First some boilerplate for extracting the metadata we start with, taken from the previous notebook.

In [1]:
import json

with open("../auth/nyc-open-data.json", "r") as f:
    nyc_auth = json.load(f)
    
import pysocrata
nyc_datasets = pysocrata.get_datasets(**nyc_auth)

nyc_datasets = [d for d in nyc_datasets if d['resource']['type'] != 'story']

nyc_types = [d['resource']['type'] for d in nyc_datasets]
volcab_map = {'dataset': 'table', 'href': 'link', 'map': 'geospatial dataset', 'file': 'blob'}
nyc_types = list(map(lambda d: volcab_map[d], nyc_types))

nyc_endpoints = [d['resource']['id'] for d in nyc_datasets]

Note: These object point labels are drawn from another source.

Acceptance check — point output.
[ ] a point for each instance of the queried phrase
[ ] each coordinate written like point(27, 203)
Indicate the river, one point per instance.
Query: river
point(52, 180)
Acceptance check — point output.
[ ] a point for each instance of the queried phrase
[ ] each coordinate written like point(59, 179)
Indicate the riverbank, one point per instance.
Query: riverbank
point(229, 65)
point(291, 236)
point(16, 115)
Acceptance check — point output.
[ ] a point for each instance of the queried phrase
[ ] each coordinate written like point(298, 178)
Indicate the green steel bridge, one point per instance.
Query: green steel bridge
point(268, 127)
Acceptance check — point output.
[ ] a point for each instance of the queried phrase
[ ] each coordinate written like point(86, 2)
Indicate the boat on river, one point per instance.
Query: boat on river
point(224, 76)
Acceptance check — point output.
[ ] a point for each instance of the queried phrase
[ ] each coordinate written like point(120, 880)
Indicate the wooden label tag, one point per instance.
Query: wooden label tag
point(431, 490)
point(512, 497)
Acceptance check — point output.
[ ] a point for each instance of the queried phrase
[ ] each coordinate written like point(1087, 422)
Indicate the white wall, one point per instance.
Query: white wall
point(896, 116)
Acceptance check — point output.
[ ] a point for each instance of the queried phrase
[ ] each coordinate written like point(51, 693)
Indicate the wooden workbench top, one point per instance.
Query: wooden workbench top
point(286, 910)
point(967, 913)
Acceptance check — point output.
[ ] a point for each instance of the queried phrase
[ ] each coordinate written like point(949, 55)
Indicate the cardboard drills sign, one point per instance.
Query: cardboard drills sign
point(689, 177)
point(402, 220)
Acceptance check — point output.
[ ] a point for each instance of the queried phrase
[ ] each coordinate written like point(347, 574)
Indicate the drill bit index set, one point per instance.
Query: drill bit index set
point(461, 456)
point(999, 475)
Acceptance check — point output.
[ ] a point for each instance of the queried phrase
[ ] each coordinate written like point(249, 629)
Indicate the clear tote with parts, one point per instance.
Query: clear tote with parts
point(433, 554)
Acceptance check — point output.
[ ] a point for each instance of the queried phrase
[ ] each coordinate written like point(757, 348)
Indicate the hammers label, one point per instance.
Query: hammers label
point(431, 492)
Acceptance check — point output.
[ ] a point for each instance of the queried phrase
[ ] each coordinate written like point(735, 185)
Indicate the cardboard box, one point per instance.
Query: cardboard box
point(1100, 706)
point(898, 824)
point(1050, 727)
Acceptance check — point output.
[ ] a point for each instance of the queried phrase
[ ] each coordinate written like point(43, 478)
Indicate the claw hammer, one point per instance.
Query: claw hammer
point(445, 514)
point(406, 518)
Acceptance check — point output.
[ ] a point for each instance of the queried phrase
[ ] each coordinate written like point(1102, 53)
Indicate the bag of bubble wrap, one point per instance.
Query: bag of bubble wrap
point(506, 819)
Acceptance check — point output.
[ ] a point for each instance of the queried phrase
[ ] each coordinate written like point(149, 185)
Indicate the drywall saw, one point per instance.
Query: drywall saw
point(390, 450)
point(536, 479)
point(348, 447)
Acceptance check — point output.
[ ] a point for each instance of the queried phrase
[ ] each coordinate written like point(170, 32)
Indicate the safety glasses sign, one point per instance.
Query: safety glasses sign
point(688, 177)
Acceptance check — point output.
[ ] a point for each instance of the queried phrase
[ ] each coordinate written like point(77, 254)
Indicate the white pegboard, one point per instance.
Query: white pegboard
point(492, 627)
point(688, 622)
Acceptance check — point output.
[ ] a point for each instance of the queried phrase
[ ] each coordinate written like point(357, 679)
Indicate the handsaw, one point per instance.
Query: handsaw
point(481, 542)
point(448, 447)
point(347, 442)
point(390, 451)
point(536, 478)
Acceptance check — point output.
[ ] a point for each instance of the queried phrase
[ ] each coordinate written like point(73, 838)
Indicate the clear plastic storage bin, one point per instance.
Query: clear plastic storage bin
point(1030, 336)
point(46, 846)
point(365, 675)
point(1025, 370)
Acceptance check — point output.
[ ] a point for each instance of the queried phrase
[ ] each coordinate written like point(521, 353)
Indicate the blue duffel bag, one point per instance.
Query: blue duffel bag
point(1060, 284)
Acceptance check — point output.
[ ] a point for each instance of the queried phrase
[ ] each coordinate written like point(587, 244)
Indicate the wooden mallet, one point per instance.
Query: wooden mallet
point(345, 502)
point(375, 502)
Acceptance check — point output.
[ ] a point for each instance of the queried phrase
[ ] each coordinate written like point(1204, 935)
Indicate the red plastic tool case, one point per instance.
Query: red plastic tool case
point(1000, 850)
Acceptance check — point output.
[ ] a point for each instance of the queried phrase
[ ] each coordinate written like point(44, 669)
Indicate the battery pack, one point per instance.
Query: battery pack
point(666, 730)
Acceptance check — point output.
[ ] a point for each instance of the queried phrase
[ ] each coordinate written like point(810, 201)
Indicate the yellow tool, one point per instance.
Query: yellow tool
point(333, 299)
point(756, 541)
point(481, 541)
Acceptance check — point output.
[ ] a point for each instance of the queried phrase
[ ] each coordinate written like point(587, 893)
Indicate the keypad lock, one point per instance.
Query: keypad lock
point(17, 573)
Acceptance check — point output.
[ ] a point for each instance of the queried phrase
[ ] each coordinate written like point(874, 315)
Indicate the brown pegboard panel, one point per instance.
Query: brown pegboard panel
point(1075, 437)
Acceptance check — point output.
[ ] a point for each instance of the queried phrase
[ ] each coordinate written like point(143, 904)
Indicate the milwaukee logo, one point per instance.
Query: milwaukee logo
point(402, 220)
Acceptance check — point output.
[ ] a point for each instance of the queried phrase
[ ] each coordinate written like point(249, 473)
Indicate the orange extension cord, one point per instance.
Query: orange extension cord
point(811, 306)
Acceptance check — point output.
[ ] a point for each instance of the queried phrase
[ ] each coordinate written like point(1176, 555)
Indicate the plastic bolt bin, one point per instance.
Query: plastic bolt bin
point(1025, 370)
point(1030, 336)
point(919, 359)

Here are the data formats that we're working with:

In [2]:
import pandas as pd

pd.Series(nyc_types).value_counts()

table                 1132
link                   182
geospatial dataset     165
blob                    98
dtype: int64

Tables are easiest; we have access to a nice client, `sodapy`, which wraps Socrata API features designed around accessing their contents. So let's start by playing around with `sodapy` and validating that we can get what want.

In [3]:
import numpy as np
table_indices = np.nonzero([t == 'table' for t in nyc_types])
table_endpoints = np.array(nyc_endpoints)[table_indices]

In [5]:
nyc_datasets[0]

{'classification': {'categories': [],
  'domain_category': 'Business',
  'domain_metadata': [{'key': 'Update_Automation', 'value': 'Yes'},
   {'key': 'Update_Update-Frequency', 'value': 'As needed'},
   {'key': 'Dataset-Information_Agency',
    'value': 'Department of Information Technology & Telecommunications (DoITT)'}],
  'domain_tags': ['webpage',
   'registration',
   '.nyc',
   'domain',
   'internet',
   'web',
   'site',
   'website',
   'page'],
  'tags': []},
 'link': 'https://data.cityofnewyork.us/Business/-nyc-Domain-Registrations/9cw8-7heb',
 'metadata': {'domain': 'data.cityofnewyork.us'},
 'permalink': 'https://data.cityofnewyork.us/d/9cw8-7heb',
 'resource': {'attribution': 'Department of Information Technology & Telecommunications (DoITT)',
  'columns_description': ['', '', ''],
  'columns_field_name': ['nexus_category',
   'domain_registration_date',
   'domain_name'],
  'columns_name': ['Nexus Category',
   'Domain Registration Date ',
   'Domain Name '],
  'createdA

The metadata, shown above, does not show the size of the dataset as it would be when downloaded.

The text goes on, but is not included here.